Его без долгих церемоний, но с большой любовью проводили к почетному месту у костра. Родерика усадили по правую руку от него, Мару заставили сесть рядом с принцем. Цыган, являвшийся, видимо, предводителем табора, грубоватый, видавший виды мужчина с морщинистым лицом и прямыми черными волосами, повязанными косынкой, сел по левую руку от короля, Джулиану усадили рядом с ним. По другую руку от нее сел Лука. Михал принес из кареты специально захваченный стул для бабушки Элен, поставил его рядом с Марой, а сам опустился на ковер. Остальные тоже разместились вокруг костра.
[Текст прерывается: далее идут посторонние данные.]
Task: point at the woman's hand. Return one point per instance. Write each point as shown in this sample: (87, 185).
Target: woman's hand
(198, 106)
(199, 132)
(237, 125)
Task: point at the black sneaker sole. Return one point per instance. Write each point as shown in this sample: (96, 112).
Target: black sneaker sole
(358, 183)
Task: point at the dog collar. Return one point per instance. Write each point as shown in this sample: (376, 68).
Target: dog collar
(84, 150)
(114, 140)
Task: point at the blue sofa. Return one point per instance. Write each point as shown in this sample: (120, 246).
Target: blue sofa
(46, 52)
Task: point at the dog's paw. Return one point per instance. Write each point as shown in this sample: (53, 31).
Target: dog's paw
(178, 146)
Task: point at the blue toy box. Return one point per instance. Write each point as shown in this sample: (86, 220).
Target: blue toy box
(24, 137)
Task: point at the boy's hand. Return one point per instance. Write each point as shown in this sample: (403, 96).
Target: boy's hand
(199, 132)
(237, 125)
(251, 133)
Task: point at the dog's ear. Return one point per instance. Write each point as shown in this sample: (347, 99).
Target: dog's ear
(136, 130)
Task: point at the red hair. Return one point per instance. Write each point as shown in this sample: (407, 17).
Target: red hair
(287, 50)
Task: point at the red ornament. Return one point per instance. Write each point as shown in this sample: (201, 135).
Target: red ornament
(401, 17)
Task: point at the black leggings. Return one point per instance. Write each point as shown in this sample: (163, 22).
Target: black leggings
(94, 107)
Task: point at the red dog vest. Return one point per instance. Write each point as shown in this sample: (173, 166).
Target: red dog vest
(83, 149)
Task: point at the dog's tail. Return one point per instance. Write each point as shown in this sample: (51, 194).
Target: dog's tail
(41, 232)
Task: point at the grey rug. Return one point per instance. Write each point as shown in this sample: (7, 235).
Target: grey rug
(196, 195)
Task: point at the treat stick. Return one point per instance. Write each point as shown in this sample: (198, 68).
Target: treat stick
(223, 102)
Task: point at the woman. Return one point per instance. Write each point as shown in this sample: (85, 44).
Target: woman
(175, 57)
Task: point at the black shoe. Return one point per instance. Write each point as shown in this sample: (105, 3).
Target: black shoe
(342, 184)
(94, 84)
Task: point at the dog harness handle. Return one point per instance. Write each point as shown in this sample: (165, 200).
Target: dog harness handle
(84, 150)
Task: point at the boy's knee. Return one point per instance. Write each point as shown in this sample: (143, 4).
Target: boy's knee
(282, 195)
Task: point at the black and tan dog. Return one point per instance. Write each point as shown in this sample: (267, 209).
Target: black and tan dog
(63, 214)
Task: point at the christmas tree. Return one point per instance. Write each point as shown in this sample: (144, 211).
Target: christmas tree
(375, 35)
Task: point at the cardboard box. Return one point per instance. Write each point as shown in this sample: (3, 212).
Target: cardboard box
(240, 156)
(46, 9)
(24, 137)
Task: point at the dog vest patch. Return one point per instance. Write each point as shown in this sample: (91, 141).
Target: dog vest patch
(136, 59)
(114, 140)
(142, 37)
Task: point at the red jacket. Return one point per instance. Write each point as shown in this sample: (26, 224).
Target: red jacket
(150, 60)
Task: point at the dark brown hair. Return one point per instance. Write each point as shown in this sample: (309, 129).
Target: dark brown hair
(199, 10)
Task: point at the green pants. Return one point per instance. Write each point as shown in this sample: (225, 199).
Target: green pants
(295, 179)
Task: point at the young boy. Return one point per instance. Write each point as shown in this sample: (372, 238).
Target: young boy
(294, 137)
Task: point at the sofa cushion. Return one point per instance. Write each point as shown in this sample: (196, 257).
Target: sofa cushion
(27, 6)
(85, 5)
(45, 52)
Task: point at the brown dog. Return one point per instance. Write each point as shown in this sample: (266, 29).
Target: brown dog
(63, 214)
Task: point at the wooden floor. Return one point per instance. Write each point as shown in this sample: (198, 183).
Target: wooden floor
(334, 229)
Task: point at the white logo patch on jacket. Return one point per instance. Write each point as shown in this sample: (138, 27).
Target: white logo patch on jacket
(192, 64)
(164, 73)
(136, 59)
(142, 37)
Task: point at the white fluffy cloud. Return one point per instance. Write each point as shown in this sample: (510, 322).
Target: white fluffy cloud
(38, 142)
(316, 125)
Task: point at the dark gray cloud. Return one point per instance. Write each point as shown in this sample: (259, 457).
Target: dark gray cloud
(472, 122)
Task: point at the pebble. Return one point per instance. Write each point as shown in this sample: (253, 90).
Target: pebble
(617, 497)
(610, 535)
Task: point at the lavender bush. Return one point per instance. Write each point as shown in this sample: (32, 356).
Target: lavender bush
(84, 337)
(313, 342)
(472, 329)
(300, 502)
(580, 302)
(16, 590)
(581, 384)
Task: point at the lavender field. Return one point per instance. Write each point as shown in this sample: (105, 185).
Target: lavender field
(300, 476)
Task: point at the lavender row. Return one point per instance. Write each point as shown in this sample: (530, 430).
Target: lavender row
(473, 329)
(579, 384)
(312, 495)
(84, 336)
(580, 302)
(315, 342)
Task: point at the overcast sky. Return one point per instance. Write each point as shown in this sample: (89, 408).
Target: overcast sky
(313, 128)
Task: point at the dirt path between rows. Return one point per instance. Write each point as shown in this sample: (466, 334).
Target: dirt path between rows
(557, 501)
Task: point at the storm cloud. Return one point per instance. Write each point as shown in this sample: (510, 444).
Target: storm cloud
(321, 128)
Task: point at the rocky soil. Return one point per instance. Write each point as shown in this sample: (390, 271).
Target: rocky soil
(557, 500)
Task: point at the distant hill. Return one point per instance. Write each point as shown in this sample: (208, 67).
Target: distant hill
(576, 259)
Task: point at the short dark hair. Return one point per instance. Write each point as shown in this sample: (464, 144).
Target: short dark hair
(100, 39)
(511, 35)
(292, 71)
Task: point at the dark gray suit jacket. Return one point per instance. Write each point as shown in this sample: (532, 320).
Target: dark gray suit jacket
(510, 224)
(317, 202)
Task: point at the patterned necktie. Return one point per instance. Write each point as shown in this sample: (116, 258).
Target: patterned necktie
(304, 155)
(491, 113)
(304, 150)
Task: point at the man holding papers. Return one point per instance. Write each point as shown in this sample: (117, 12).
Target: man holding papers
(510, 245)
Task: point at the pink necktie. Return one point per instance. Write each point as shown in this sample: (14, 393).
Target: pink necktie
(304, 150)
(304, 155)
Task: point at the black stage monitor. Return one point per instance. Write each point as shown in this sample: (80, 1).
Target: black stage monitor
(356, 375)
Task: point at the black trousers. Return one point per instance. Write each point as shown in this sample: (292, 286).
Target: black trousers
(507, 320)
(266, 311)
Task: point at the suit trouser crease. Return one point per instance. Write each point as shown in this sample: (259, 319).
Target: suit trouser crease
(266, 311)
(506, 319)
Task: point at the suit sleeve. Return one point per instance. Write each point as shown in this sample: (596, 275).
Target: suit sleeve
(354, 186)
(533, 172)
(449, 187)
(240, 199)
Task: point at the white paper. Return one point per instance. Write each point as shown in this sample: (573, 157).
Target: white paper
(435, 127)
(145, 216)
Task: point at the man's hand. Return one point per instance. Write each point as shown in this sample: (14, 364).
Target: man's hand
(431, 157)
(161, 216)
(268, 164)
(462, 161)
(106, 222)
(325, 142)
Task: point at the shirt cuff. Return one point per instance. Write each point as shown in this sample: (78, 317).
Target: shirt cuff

Чарки вина пошли по кругу, Родерику вручили мандолину. Зазвучала музыка цыганских скрипок. Страстная и нежная, она говорила о жизни, о любви, о свободе духа… Родерик подхватил контрапункт, из-под его пальцев полились мелодичные, чистые звуки.
Мара думала, что поездка к цыганам ее развлечет и позабавит. Вместо этого она ощутила умиротворение. Над головой у нее было открытое небо, усеянное звездами. Составленные в круг повозки и огонь костра защищали от ночного холода и ветра. Музыка успокаивала и в то же время волновала. Но больше всего ее тронули сами цыгане. Они не вмешивались, никак не проявляли своего любопытства, они принимали ее такой, как есть, без вопросов, без осуждения. Она была здесь. И этого с них было довольно. Она легко и радостно улыбнулась им.
Все вокруг нее тоже заулыбались, устроились поудобнее, с удовольствием выпили. Только когда напряжение ушло, она поняла, как они все были взвинчены до приезда в табор. Под масками невозмутимой светской вежливости, которые они все носили, скрывалось мрачное ожидание некой грядущей катастрофы. На этот вечер они позволили себе расслабиться, поверить, как верили цыгане, что жизнь — это просто жизнь, и какой бы она ни была, она все-таки куда лучше смерти. Именно эту мысль пытался втолковать ей Родерик, когда вытаскивал ее из Сены. В тот момент она едва расслышала его слова и, уж конечно, была не в состоянии их осмыслить, но сейчас они отчетливо прозвучали у нее в голове: «Слушай меня внимательно, моя дорогая, слушай хорошенько. Нет ничего хуже смерти…»
Он еще что-то сказал, но она не могла точно вспомнить. Это не имело значения. Его слова имели власть над ней, она дорожила ими.
В их круг забрела маленькая девочка, на вид ей было года полтора. Волосики у нее на головке вились мягкими, пушистыми черными колечками, глубокие черные глаза искрились смехом. Следом за ней подошла девочка постарше, лет пяти-шести. Она бранила сестренку, как мать, и пыталась увести ее прочь.